Affido, il punto di vista dei figli

di Carmela Memoli

Molte coppie con figli si aprono all’esperienza dell’affido familiare. La storia di Giulia, che raccontiamo nella rubrica, mette in luce la difficoltà ma anche la ricchezza di avere un fratello o una sorella speciale.

Quando Giulia è arrivata a casa nostra io, avevo 12 anni, era la fine delle vacanze e da poco eravamo tornati dal mare. La mamma come al solito era affaccendata a preparare la cena. All’improvviso lo squillo del telefono interruppe da quel momento la normalità della nostra famiglia.

Poco dopo il nostro salotto era un brulichio di voci e parole, i miei fratelli a fare la lotta, mamma e papà che parlavano con Francesca la responsabile del gruppo di famiglie della parrocchia.

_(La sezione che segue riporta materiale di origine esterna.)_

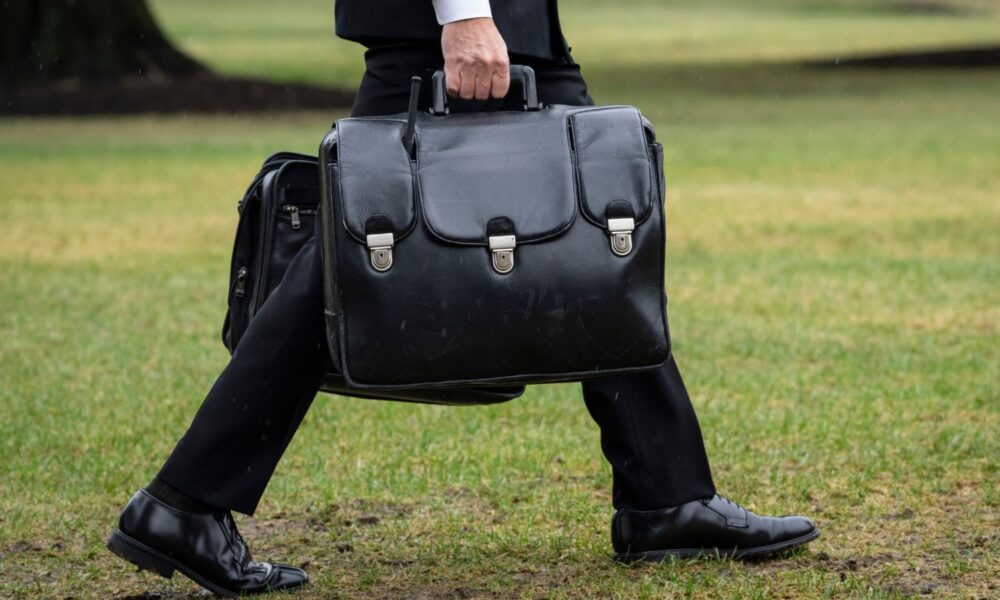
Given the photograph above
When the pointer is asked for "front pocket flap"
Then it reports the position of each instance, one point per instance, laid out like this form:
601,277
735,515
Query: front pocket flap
375,177
612,161
477,167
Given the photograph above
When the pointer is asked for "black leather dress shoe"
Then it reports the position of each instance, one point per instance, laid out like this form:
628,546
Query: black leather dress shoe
710,527
206,547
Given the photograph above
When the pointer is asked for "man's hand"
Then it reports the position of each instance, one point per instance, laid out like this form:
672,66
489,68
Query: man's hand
476,64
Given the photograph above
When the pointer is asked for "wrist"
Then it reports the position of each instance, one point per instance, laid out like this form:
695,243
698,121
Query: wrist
451,11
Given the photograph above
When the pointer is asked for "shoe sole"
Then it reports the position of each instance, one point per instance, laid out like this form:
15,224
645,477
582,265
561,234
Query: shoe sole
656,556
146,558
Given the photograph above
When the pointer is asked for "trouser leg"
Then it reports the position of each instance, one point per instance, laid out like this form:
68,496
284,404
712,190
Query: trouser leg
651,437
233,445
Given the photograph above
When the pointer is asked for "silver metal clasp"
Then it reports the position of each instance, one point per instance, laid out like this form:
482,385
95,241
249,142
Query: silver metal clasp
380,248
620,231
502,248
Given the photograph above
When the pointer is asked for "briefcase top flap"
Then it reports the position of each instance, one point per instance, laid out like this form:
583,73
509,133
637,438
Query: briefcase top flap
476,167
375,181
613,163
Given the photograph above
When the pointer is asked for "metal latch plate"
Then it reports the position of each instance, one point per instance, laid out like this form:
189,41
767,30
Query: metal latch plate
620,231
502,249
380,249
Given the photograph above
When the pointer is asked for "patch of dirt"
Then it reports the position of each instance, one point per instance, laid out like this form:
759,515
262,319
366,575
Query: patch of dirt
957,58
197,94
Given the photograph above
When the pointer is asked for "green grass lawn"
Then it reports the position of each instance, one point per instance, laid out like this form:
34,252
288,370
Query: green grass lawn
833,260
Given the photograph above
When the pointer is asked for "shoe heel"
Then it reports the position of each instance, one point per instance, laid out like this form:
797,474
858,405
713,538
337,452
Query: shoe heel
138,554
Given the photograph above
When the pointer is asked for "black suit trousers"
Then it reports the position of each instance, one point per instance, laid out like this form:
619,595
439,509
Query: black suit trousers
649,432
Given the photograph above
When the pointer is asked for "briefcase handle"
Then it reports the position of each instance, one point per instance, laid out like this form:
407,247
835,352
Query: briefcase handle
522,73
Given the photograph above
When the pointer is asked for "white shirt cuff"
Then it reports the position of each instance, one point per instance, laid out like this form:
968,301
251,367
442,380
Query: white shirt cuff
448,11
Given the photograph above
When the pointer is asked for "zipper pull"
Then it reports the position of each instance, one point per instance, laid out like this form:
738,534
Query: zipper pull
294,211
241,282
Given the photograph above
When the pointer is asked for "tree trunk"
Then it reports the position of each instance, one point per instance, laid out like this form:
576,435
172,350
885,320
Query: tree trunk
89,40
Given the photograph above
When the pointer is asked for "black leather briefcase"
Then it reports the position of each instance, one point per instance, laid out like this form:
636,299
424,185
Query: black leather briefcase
511,246
277,216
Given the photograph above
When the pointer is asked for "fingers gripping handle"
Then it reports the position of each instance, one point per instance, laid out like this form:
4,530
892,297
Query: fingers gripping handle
522,73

E seduta sulla poltrona c’era Giulia nei suoi piccolissimi pantaloncini rosa e la sua maglietta delle Winx. Rimasi colpita dal suo sguardo che sembrava cercare qualcosa o qualcuno.

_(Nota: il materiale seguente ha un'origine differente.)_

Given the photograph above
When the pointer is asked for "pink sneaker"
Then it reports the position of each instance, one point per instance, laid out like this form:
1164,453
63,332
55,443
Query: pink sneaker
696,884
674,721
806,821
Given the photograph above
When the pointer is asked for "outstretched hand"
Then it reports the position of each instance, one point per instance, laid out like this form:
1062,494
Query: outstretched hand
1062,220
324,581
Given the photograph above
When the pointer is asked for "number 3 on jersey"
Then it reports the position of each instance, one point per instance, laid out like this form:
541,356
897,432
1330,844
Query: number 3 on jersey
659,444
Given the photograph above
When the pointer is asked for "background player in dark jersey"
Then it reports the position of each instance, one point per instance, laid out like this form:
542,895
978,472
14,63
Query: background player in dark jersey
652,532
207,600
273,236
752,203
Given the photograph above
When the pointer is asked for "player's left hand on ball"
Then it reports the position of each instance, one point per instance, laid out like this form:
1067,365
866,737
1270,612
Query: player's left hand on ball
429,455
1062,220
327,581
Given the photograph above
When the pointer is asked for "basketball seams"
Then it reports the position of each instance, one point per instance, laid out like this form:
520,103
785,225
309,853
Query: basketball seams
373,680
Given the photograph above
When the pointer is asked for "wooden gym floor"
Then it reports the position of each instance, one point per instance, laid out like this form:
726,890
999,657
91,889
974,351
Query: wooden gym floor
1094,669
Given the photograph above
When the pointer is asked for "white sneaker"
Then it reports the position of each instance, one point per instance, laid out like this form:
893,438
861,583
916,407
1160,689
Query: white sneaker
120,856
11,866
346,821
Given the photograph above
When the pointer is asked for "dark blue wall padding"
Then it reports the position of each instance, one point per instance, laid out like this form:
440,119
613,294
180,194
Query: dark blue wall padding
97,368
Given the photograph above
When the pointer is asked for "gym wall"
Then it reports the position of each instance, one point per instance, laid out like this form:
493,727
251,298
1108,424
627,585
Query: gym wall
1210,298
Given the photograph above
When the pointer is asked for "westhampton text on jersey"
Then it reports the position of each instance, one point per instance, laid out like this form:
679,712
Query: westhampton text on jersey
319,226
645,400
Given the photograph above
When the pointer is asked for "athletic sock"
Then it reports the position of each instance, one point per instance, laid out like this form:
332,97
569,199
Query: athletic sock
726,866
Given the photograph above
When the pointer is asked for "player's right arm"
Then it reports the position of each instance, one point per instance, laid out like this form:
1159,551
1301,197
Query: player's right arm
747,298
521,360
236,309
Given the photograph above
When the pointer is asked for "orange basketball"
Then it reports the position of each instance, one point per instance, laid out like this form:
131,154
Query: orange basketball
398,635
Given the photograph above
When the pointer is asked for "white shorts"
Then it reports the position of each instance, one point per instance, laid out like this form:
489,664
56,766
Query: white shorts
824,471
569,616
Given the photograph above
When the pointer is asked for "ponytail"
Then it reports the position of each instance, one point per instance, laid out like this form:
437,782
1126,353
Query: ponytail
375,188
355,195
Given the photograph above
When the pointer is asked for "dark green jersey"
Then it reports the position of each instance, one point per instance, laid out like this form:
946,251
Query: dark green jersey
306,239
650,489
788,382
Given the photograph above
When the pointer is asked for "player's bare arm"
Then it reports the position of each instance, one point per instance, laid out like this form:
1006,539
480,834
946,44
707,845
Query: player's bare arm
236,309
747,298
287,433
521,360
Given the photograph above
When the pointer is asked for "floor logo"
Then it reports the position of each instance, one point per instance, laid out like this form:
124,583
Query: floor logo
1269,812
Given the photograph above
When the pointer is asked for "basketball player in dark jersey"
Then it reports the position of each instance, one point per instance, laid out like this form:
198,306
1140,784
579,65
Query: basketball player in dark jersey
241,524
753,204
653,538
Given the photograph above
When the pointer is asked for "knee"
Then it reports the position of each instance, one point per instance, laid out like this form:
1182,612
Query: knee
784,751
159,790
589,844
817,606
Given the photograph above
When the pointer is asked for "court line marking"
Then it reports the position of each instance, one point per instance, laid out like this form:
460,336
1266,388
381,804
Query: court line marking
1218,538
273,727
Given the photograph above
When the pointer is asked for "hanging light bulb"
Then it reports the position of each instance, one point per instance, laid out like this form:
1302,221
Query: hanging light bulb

Mi feci forza, mi avvicinai e le chiesi se le andava di sentire le mie nuove suonerie del telefonino, la presi per mano e andammo nella mia cameretta. Da quel giorno diventammo  come sorelle, o meglio è stata la sorella che non ho mai avuto. Giulia si presentò da subito come una creatura fragile, facile a stringere relazioni casuali nel disperato tentativo di colmare i vuoti lasciati dai suoi genitori.

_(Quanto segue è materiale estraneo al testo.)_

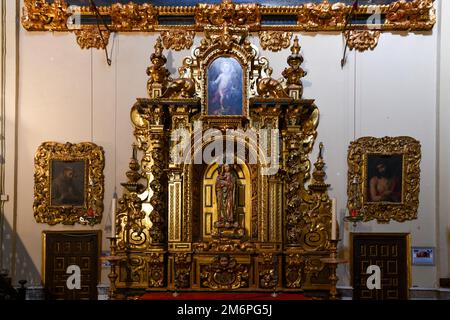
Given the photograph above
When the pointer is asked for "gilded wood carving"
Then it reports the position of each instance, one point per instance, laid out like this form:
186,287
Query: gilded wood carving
384,178
44,15
169,214
68,183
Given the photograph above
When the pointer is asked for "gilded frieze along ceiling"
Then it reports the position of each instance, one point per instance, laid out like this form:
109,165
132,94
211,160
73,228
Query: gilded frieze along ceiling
92,21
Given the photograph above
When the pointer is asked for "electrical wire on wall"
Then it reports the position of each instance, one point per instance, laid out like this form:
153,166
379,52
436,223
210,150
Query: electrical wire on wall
2,124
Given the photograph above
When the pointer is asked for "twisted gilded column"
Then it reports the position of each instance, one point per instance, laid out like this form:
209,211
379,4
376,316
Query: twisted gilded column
157,183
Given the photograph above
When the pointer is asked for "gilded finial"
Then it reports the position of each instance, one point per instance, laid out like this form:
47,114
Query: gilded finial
158,47
295,49
294,72
133,174
318,181
159,75
320,150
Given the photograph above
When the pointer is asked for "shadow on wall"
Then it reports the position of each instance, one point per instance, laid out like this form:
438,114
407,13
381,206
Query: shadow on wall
23,264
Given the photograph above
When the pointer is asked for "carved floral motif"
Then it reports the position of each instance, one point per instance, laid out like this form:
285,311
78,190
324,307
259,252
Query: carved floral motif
362,40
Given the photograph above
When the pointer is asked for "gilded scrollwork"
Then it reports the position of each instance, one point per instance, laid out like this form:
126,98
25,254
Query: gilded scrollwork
90,37
39,15
324,15
224,272
407,152
362,40
178,39
224,246
287,224
227,12
294,73
409,15
416,15
68,183
182,270
156,270
159,75
275,40
268,271
133,17
294,270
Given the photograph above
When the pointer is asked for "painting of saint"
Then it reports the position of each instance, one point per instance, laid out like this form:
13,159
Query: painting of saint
225,79
384,178
68,181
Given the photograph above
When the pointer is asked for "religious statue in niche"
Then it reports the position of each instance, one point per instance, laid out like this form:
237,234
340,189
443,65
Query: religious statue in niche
225,196
225,78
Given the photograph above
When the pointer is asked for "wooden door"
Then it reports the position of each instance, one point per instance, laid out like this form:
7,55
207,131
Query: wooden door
62,249
389,251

Infatti Giulia era la figlia di una famiglia inesistente, suo padre l’aveva abbandonata quand’era ancora una bambina, e sua madre, si era rivelata da subito molto fragile ed inadeguata a svolgere una vera e propria missione come quella di educare una figlia. Quando è arrivata nella nostra famiglia io non conoscevo i suoi problemi.

Mamma e papà, dopo alcuni giorni dal suo arrivo, ci spiegarono che Giulia sarebbe stata con noi qualche mese perché la madre aveva dei problemi,  non poteva seguirla nei compiti e nelle cure di cui aveva bisogno. E noi dovevamo  fare tutto il possibile per farla sentire a casa. All’inizio le cose andavano bene, anche se a volte mi arrabbiavo quando prendeva le mie cose senza permesso o quando per gioco mi strappò la cartolina del ragazzo di cui ero innamorata pazza.

Le cose cambiarono quando Giulia iniziò ad incontrare ogni settimana la madre. Quando tornava si chiudeva in camera e non mangiava. Ed io per andare a dormire dovevo prometterle che non avrei fatto entrare mia madre nella stanza. A quel punto mi chiedeva se le volevo bene, mi abbracciava e con un grande sorriso mi dava la buona notte.

Allora non potevo capire tutta la sua sofferenza, ma di una cosa ero certa che le volevo tanto bene e avrei  voluto che fosse felice. I miei fratelli erano contenti della sua presenza, perché finalmente c’era un’altra femmina a cui dare fastidio.

Passarono le settimane ed anche diversi mesi, Giulia era entrata a far parte della nostra famiglia, eravamo  amiche per la pelle, spesso complici nelle marachelle. E spesso le punizioni non erano divise ma si raddoppiavano, ma per noi erano leggere perché condividevamo la stessa sorte.

Per Giulia il tempo trascorso con noi fu un tempo speciale. In quel periodo, anche se tra alti e bassi, sperimentò il piacere di essere figlia, del sentirsi appartenenti ad una storia, ad una famiglia, ad una relazione costituita dall’affetto sincero ed onesto.

Oggi io studio in un’altra città e Giulia è tornata da sua madre. Spesso ci sentiamo al telefono e quando torno a casa cerchiamo sempre d’incontrarci. Ringrazio tanto i miei genitori di aver detto sì all’affido di Giulia, perché più di tante parole sulla solidarietà e la carità, con semplicità e naturalezza hanno fatto vivere e sperimentare a me e ai miei fratelli non solo la fatica dell’aprirsi ad accogliere l’altro, ma soprattutto la gioia e la bellezza che c’è nel dividere e condividere con l’altro il tempo, gli spazi e le proprie cose.